Originally Posted by
TinkerSpider
We don’t know how the overall market is doing.
We don’t know if the market has shrunk or expanded month over month, or year over year.
For example, it’s one thing to be #1 selling pickup truck in North America. That’s a big market.
It’s quite another to be the #1 selling horse buggy in North America. That’s a much smaller market that is currently far from approaching the numbers the buggy market had its heyday.
We don’t know if ASM is selling more this year than last year. We don’t know if X-Men sales have fallen 25% from the time they dominated the market, 75%, or if the book’s sales have grown 1115% but other books have grown even more.
We don’t know if the #2 book sold 5 issues less than the #1 book or 5000 issues less. (We do get an idea from the Bleeding Cool weekly chart, which assigns a ratio to the top 10 books - with USM #1 and #2 a stunning ~40 points ahead of the number two books that week - but the same caveats apply as Bleeding Cool is using the same ComicHub data).
We don’t know how many books ship, which is the real metric Marvel cares about, because once a book is shipped, Marvel has its money. Retailers could set every issue they receive on fire and that would not affect Marvel’s bottom line at all.
The ranking is an unscientific sample of 125 stores/3000+, and does not include digital sales nor does it rank graphic novels and/or manga, which make up the total addressable market and are an indication of additional customers that have a chance of being captured.
ALL the ranking measures is how books rank compared to each other based on sell thru in certain stores - which do not include some very well known retailers in major cities like Midtown Comics in NYC or Golden Apple in LA - over a set period of time. And yes, with those caveats, ASM does very well.
Want to know why one issue of ASM always ranks several rungs below the other each month?
Because one issue has two more weeks on the shelves over the period being measured than the other. In reality, the other issue of ASM may have actually sold more, but the charts don’t show that because they only look at a set period of time. Other books that month may actually sell more as well, but because they came out later in the month, they had less time to get on the chart.
I predict ASM is going to have a hard time hitting the #1 spot from now on. Not because of USM, but because ASM has switched from shipping the 1st and 3rd of the month to the 2nd and 4th weeks of the month, so it won’t have that extra week to sell. I will also point out that USM #2 shipped the third week of the month, so it made the #1 slot with less weeks than when the ASM issue shipped the first week would take the top slot.
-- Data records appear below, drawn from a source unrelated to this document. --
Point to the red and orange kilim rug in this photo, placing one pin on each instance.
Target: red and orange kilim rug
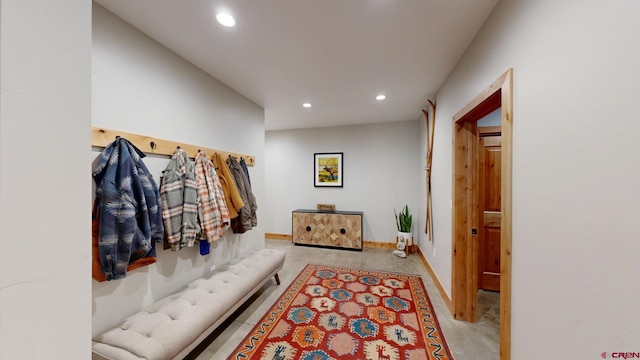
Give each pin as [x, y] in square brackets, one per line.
[336, 313]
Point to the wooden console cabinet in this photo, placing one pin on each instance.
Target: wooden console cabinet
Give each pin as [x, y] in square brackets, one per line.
[337, 229]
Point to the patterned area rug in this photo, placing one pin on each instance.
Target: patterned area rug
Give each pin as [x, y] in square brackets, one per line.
[336, 313]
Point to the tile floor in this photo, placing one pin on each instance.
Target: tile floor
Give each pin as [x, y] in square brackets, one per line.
[473, 341]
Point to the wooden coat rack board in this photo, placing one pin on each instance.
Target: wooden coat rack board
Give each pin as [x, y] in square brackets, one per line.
[102, 137]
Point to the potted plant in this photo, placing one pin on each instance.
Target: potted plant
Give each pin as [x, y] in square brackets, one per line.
[403, 223]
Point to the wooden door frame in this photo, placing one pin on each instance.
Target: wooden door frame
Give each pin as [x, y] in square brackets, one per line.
[465, 212]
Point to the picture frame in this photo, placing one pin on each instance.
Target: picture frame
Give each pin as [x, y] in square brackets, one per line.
[327, 169]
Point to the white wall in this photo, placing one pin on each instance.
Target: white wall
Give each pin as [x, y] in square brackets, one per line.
[141, 87]
[575, 174]
[381, 166]
[45, 76]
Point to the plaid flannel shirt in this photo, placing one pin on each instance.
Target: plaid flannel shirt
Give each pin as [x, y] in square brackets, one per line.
[212, 208]
[179, 196]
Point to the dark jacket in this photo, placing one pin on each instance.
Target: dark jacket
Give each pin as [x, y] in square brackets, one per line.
[129, 205]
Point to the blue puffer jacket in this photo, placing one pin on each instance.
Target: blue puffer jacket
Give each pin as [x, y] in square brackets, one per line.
[130, 211]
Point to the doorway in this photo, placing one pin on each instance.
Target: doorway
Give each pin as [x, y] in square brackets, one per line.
[467, 214]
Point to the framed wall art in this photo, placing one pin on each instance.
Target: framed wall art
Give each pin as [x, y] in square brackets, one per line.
[327, 170]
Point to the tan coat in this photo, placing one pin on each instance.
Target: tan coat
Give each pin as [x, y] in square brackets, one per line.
[231, 193]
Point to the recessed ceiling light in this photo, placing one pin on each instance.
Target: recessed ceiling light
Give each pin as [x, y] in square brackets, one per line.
[226, 19]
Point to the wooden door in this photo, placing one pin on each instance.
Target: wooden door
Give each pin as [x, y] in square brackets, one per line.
[490, 154]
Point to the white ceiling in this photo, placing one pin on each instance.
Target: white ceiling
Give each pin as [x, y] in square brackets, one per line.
[336, 54]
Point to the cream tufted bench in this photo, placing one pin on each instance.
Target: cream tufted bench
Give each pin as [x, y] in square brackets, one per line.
[176, 324]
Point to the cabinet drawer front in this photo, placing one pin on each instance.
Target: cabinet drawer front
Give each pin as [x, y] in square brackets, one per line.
[334, 230]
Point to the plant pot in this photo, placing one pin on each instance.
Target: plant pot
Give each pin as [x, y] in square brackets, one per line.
[408, 237]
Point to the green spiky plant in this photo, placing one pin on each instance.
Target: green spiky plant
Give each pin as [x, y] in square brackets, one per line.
[403, 219]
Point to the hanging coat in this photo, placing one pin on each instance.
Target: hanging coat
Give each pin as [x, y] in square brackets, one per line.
[247, 216]
[129, 206]
[179, 196]
[212, 209]
[231, 193]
However, I’m also going to point out that USM will be shipping the 4th week of March and April. If USM doesn’t dominate the charts those months, it does not mean USM is failing or has lost readers or is falling out of favor:
All it will mean is that USM has less days to chart. Same goes for the ASM issue shipping the 4th week.
Hanging arguments on the rankings on a chart that is pretty much noise with very little actual usable data is…not very productive IMO. All that chart tells you is how well an issue did compared to another issue over a certain period of time in ~125 stores. That’s it. No more, no less. And, no, scientifically, one cannot use the chart to make definitive statements about the market because the data is flawed and biased due to being self-selected. Ask anyone who has a baseline knowledge of statistics.
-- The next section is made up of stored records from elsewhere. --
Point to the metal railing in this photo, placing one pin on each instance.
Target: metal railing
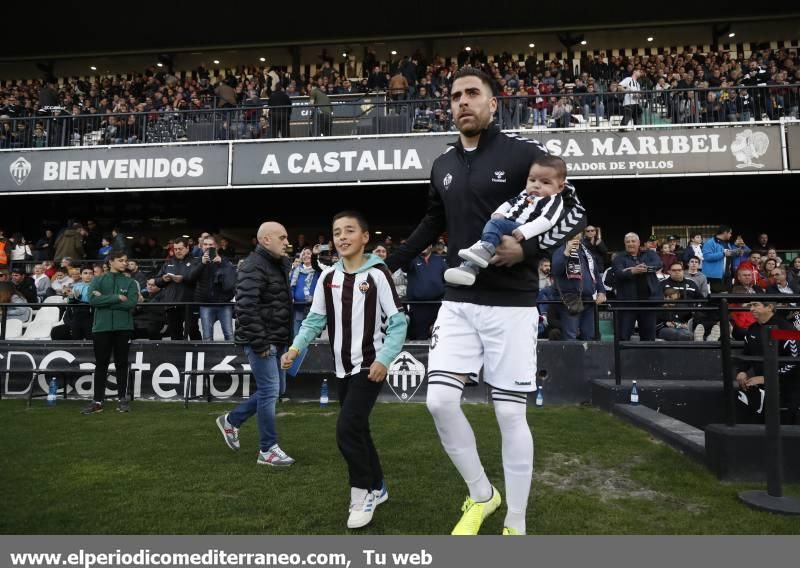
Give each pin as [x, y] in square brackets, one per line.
[379, 114]
[719, 303]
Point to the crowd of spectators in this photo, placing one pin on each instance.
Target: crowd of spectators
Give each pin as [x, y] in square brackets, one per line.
[688, 87]
[658, 269]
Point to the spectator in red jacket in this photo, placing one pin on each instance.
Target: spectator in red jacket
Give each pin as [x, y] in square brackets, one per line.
[753, 264]
[667, 256]
[741, 320]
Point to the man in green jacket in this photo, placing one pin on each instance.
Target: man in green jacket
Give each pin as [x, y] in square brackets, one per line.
[113, 296]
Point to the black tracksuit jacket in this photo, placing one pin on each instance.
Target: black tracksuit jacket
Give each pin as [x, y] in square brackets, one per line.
[465, 189]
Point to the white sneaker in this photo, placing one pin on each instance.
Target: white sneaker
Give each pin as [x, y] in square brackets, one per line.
[459, 276]
[362, 507]
[229, 432]
[477, 253]
[275, 456]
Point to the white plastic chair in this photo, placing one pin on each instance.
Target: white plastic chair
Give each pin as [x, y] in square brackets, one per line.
[49, 314]
[39, 329]
[13, 328]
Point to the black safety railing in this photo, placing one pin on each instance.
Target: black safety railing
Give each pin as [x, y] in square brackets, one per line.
[380, 113]
[721, 304]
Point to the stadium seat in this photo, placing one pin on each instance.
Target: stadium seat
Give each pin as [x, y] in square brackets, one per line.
[49, 314]
[13, 329]
[39, 329]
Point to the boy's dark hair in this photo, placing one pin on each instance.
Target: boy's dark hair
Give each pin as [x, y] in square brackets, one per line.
[551, 161]
[360, 219]
[669, 291]
[469, 71]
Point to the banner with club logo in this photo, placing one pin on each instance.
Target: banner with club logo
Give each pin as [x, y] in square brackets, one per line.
[118, 167]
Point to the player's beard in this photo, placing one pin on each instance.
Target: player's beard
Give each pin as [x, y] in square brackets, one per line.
[473, 129]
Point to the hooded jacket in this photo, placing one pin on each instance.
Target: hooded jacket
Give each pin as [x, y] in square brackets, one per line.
[263, 301]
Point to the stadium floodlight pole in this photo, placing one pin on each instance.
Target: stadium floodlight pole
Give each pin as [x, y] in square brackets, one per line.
[772, 499]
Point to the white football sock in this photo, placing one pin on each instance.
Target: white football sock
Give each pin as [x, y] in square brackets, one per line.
[510, 410]
[455, 433]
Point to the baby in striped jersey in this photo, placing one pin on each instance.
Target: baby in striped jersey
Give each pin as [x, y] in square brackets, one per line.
[535, 211]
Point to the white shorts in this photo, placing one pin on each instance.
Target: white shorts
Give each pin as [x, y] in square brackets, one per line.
[500, 339]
So why should Marvel want to do things differently?
Because we have additional data points that point to USM not only selling well but tremendously well. And, what one would assume more importantly for Marvel, new faces are picking up USM according to retailer reports. The question of how much money is Marvel potentially leaving on the table is a very valid one.
One can only increase sales by selling more product to the same customer (aka the variant game) before it becomes diminishing returns. The market needs new buyers to thrive.